Why not compute the statistics on a subset of the original data? For example, here we compute the mean and std for just 100 points:
sample_size = 100
data_train = np.random.rand(1000, 20, 10, 10)
# Take subset of training data
idxs = np.random.choice(data_train.shape[0], sample_size)
data_train_subset = data_train[idxs]
# Compute stats
mean = np.mean(data_train_subset, axis=(0,2,3))
std = np.std(data_train_subset, axis=(0,2,3))
If your data is 1.7Gb, it is highly unlikely that you need all the data to get an accurate estimation of the mean and std.
In addition, could you get away with fewer bits in your datatype? I'm not sure what datatype caffe.io.datum_to_array returns, but you could do:
data = caffe.io.datum_to_array(datum).astype(np.float32)
to ensure the data is float32 format. (If the data is currently float64, then this will save you half the space).

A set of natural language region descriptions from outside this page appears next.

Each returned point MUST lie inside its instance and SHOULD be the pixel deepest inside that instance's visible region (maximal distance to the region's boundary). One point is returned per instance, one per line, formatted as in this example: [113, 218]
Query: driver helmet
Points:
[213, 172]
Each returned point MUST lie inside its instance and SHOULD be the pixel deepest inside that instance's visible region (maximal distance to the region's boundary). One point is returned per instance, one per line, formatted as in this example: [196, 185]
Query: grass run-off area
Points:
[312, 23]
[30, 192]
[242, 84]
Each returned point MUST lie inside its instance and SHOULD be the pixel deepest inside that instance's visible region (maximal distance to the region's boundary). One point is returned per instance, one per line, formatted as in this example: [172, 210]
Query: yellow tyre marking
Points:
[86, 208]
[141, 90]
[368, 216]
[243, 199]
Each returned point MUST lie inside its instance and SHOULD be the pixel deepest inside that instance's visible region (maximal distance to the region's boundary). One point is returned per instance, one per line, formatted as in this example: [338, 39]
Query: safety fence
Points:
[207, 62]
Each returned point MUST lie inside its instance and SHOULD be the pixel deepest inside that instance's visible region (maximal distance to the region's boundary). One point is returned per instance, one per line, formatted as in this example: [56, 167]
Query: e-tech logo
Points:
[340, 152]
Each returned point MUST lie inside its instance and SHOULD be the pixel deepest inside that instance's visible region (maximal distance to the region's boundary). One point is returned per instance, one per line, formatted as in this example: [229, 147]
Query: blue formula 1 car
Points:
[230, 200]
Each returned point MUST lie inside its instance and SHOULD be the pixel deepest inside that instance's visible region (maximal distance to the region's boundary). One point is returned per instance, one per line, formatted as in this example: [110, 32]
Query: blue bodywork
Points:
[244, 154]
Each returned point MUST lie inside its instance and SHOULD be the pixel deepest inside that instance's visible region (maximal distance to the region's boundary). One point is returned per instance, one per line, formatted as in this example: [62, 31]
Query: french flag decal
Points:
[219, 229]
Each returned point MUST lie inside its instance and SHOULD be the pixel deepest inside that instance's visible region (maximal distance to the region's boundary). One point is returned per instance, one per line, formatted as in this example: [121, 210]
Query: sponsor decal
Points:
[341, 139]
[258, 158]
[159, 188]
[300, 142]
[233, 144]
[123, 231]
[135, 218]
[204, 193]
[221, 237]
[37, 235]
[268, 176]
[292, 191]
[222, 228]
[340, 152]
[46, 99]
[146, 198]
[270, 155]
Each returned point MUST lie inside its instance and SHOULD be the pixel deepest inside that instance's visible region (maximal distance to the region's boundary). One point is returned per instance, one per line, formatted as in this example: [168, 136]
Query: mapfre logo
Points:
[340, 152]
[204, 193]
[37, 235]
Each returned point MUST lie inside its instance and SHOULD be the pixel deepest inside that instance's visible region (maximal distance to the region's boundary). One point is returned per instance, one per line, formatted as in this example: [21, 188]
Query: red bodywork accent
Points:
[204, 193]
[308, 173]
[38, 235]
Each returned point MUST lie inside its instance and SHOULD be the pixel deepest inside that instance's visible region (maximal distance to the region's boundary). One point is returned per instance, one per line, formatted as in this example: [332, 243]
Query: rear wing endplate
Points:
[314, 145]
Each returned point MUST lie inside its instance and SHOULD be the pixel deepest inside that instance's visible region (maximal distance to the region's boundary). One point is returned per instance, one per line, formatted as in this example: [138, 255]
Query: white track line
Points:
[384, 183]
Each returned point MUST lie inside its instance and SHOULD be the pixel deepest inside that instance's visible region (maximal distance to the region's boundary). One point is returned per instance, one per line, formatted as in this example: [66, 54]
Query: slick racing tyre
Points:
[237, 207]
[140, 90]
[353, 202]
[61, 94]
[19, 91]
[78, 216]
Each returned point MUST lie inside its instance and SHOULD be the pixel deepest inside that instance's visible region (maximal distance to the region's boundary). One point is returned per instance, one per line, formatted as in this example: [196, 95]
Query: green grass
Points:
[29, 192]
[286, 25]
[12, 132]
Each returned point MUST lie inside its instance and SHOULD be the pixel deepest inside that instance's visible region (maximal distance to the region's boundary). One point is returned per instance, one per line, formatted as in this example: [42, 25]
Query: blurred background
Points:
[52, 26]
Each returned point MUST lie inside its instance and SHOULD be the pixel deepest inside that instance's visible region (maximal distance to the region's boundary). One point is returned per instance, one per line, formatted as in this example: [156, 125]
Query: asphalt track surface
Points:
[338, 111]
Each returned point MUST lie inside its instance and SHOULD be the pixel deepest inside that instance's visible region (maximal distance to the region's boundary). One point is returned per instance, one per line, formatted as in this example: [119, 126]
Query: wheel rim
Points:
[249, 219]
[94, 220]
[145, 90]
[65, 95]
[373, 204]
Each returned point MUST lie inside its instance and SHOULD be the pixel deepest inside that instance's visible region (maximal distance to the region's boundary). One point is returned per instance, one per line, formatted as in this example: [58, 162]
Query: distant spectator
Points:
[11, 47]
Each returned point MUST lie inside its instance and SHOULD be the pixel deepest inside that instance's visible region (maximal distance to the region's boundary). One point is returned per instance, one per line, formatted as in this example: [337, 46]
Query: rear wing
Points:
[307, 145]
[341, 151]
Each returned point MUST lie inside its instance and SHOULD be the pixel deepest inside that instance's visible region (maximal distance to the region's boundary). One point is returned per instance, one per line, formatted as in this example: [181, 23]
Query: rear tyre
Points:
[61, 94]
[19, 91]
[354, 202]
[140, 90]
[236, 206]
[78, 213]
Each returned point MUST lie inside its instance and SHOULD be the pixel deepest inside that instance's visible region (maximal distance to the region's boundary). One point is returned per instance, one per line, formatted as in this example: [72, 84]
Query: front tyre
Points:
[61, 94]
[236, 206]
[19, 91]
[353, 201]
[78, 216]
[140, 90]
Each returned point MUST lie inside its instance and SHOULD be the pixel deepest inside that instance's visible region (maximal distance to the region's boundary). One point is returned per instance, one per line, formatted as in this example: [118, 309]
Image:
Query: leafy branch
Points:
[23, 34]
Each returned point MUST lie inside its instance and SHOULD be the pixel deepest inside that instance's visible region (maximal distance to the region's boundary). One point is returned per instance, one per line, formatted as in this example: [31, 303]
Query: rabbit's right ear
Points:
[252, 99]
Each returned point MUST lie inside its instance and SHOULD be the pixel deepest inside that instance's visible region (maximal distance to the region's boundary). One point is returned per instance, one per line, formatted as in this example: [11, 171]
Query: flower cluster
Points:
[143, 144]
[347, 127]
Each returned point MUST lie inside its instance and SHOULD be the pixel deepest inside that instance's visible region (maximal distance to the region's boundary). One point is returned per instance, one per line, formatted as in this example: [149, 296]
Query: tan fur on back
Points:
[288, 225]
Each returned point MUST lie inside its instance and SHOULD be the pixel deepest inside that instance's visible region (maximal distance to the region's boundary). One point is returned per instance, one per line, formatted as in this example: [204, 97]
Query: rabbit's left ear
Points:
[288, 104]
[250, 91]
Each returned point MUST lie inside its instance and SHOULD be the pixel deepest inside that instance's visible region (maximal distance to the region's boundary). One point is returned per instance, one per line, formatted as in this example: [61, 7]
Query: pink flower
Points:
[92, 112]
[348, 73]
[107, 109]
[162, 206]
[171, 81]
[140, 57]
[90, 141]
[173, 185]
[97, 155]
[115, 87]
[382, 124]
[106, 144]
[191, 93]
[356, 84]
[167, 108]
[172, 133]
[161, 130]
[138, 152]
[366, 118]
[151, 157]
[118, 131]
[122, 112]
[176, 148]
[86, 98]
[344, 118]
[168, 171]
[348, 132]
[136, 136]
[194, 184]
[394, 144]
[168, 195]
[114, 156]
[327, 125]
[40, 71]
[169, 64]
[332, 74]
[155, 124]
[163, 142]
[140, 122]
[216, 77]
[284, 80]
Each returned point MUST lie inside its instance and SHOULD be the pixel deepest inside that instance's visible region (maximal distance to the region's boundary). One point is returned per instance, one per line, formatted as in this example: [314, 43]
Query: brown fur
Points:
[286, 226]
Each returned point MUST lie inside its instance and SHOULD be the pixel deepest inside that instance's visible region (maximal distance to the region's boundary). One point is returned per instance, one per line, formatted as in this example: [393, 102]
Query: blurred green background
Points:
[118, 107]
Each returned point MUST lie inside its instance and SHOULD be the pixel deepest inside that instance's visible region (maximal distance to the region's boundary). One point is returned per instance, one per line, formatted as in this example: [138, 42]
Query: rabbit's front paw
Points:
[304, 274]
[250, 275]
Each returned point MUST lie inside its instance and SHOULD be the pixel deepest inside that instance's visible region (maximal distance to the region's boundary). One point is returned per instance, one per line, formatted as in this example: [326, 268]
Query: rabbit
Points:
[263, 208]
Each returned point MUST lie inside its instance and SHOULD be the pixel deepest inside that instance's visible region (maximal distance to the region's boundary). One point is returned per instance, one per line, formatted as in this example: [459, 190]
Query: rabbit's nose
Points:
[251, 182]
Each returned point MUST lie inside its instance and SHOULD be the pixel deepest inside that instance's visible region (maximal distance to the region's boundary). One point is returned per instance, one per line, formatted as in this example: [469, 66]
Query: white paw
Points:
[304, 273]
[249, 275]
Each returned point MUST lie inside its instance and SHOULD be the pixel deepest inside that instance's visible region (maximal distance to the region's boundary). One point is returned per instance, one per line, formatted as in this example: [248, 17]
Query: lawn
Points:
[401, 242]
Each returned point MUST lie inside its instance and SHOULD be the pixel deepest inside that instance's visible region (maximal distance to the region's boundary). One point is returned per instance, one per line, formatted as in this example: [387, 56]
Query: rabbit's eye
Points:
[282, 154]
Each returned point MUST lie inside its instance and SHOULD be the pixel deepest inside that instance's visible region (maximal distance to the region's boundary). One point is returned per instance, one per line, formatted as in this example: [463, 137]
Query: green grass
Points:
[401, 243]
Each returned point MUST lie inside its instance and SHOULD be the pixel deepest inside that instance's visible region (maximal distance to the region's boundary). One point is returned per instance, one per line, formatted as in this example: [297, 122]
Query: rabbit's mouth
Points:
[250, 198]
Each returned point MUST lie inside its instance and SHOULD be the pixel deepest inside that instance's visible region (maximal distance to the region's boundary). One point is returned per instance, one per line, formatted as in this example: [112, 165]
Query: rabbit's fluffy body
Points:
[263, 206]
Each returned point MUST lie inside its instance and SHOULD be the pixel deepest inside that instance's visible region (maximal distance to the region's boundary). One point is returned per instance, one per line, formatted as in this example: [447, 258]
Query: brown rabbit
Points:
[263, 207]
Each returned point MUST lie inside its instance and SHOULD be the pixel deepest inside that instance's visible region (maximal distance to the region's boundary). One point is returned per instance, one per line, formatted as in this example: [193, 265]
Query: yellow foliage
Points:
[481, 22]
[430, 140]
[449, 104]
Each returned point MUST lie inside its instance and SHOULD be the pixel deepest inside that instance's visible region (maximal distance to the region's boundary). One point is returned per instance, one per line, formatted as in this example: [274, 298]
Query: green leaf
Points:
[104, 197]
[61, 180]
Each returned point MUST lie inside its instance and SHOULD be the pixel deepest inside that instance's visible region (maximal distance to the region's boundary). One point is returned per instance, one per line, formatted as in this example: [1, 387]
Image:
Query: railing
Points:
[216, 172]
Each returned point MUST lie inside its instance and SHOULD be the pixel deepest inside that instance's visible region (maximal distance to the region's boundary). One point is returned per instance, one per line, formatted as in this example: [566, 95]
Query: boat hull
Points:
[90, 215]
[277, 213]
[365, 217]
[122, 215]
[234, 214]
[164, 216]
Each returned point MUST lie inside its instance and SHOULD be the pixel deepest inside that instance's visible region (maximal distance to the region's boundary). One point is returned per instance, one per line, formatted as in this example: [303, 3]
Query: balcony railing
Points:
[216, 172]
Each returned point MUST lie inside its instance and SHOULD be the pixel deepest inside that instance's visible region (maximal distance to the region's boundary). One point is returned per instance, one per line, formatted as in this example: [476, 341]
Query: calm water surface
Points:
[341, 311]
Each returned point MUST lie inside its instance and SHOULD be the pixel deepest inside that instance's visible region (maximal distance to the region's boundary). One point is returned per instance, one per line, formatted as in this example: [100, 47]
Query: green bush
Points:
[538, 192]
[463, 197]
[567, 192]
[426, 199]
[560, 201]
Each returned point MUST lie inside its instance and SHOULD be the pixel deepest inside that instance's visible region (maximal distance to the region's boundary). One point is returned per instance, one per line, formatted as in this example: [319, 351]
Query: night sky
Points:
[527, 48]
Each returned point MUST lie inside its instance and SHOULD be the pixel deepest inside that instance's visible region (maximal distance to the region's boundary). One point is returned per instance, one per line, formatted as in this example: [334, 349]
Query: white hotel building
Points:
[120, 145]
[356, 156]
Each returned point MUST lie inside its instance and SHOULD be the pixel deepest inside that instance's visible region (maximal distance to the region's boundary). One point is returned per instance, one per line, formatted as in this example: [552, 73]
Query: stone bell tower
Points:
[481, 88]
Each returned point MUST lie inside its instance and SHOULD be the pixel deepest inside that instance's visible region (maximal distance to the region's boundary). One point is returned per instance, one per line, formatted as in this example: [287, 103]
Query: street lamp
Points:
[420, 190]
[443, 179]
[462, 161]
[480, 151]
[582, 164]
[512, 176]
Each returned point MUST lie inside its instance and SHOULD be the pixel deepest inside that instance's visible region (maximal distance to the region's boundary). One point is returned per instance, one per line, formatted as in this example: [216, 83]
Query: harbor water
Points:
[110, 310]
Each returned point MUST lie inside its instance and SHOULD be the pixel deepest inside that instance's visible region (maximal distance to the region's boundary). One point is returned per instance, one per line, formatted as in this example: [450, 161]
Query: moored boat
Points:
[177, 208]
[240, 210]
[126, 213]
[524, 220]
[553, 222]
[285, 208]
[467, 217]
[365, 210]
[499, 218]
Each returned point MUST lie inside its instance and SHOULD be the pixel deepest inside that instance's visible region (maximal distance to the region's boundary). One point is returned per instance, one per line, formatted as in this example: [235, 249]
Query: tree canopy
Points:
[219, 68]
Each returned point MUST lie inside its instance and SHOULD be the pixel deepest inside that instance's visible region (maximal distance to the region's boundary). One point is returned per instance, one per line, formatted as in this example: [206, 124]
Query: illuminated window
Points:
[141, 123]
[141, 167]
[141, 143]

The culprit that caused so much issues and constant crashing due to insufficient memory, was due to batch size being the size of whole training set:
print 'Outputting test data'
leveldb_file = direct + 'svhn_test_leveldb_normalized'
batch_size = size_test
This apparently was the cause, nothing would get committed and saved to the disk until the whole dataset was read and loaded into one huge transaction, this is also the case when using np.float32 suggested by #BillCheatham didn't work properly.
The memorymap solution wouldn't work for me for some reason and I used the solution I mentioned above.
PS: Later on, I completely changed to float32, fixed the batch_size and ran the whole thing all together, that's how I could say my former solution (divide and add the fractions together) works and gives the exact number up to 2 decimals.